When a film promotes itself as a 'Dramedy' that's when you know you're en route to seeing a film that is neither a challenging drama, nor a funny comedy, and instead loitering carelessly in between the two, and for director Stephen Frears, Lay the Favourite unfortunately falls into that very category.
Based on the eponymous, real-life memoirs of Beth Raymer, Lay the Favourite delves into the life of the troubled woman, on the road to nowhere and making petty cash as a call-out stripper. Beth, played by Rebecca Hall, moves to Las Vegas seeking a route out of her mundane life, desperately hoping to be employed. Her wish comes true as notorious bookmaker Dink (Bruce Willis) takes her on.
Beth is good with numbers and earns the trust of her latest employer, but sadly not that of his wife Tulip's (Catherine Zeta-Jones). Beth is then fired and she moves to New York where she falls in love with Jeremy (Joshua Jackson) and takes on a job under the erratic Rosie (Vince Vaughn) - yet in the state of New York bookmaking is illegal. Therefore Beth, despite having finally found her feet and settled down into a career, must therefore decide whether she has a future within the gambling world, or to try something new, and preserve the safety of herself and Jeremy.
There have been countless films based around gambling, such as Casino, 21 and Lock Stock and Two Smoking Barrels, and all of which have the central theme of gambling but provide a host of different subjects surrounding the vice, using gambling as a mere back-drop the story. However, Lay the Favourite offers very little in that regard, and instead we are treated to the more tedious aspects of gambling; the facts, the figures and the odds. This isn't interesting to an audience and as a result the film is somewhat boring.

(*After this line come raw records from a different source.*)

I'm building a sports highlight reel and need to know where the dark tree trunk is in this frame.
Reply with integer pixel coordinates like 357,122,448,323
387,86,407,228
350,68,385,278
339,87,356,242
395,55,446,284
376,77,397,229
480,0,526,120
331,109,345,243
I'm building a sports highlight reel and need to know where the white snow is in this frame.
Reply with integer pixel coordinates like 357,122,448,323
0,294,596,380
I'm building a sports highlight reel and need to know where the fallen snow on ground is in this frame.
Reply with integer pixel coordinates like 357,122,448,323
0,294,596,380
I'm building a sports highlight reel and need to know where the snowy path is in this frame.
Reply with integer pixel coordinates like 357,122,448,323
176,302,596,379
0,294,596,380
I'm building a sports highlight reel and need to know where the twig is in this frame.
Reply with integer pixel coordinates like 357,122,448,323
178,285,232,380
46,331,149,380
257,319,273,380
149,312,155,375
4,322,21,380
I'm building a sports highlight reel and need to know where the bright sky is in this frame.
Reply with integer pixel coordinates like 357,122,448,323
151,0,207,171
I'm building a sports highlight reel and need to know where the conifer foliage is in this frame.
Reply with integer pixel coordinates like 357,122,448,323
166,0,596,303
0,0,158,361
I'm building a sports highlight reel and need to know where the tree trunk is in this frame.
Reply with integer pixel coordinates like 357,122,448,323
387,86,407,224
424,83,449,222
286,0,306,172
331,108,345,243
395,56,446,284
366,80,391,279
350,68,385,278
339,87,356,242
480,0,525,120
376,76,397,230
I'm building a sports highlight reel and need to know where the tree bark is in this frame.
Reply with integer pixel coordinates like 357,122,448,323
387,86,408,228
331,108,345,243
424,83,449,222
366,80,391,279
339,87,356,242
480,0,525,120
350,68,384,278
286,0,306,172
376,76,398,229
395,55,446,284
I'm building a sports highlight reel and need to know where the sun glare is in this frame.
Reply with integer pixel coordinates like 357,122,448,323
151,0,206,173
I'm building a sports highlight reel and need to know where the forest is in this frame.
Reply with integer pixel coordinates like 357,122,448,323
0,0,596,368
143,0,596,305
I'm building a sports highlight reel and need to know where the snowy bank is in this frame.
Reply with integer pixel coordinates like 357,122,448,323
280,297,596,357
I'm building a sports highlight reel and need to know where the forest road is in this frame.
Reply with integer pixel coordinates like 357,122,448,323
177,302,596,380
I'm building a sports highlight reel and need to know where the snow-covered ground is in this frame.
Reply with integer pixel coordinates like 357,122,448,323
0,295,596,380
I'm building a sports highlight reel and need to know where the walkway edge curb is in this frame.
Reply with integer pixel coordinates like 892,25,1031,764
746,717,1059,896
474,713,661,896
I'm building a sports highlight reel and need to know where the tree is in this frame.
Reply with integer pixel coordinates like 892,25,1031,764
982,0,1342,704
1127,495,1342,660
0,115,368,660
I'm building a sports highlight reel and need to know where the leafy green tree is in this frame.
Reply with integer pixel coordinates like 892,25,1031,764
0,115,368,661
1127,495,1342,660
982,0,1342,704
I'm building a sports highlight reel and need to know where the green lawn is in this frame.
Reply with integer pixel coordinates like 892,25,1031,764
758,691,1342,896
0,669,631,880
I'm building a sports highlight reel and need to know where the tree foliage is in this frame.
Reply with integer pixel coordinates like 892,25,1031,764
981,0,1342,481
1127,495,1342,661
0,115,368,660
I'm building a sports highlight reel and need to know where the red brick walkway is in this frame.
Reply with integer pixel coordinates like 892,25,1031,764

It's just a nothing story, and one must question what made anyone take Raymer's memoirs and think it would make a good feature film. The plot is thin and doesn't really go anywhere, leaving you to feel highly unsatisfied. Frears also fails to excel in an given genre, at this film certainly can't be classed as a comedy, as it simply isn't funny, whilst is also can't be classed a drama or thriller, as it's neither dramatic nor thrilling. Until the film makers work out what type of film they're putting out, how on earth are we supposed to figure it out?
The only saving grace to this picture and the one thing that prevents it from truly bombing, is the performances of the leading cast members, particularly that of Hall. In somewhat of a different role to what we have become accustomed to with the talented actress, she proves just how versatile she is, taking to the dizzy American idealist like a duck to water. It's just a shame for her that she is stuck inside an uninteresting character with a poor script to work with. We feel no emotional attachment to Beth in this film, something that is a complete necessity given she is our lead and we are accompanying her on her journey of self-discovery.
Lay the Favourite is simply a forgettable film that offers very little to it's audience. Despite the occasional enjoyable sequence - generally taking place amidst a Willis rant where he shouts and punches things - the narrative is weak and the story too thin. If I were a betting man, I'd say the chances of you enjoying this film are pretty slim to none.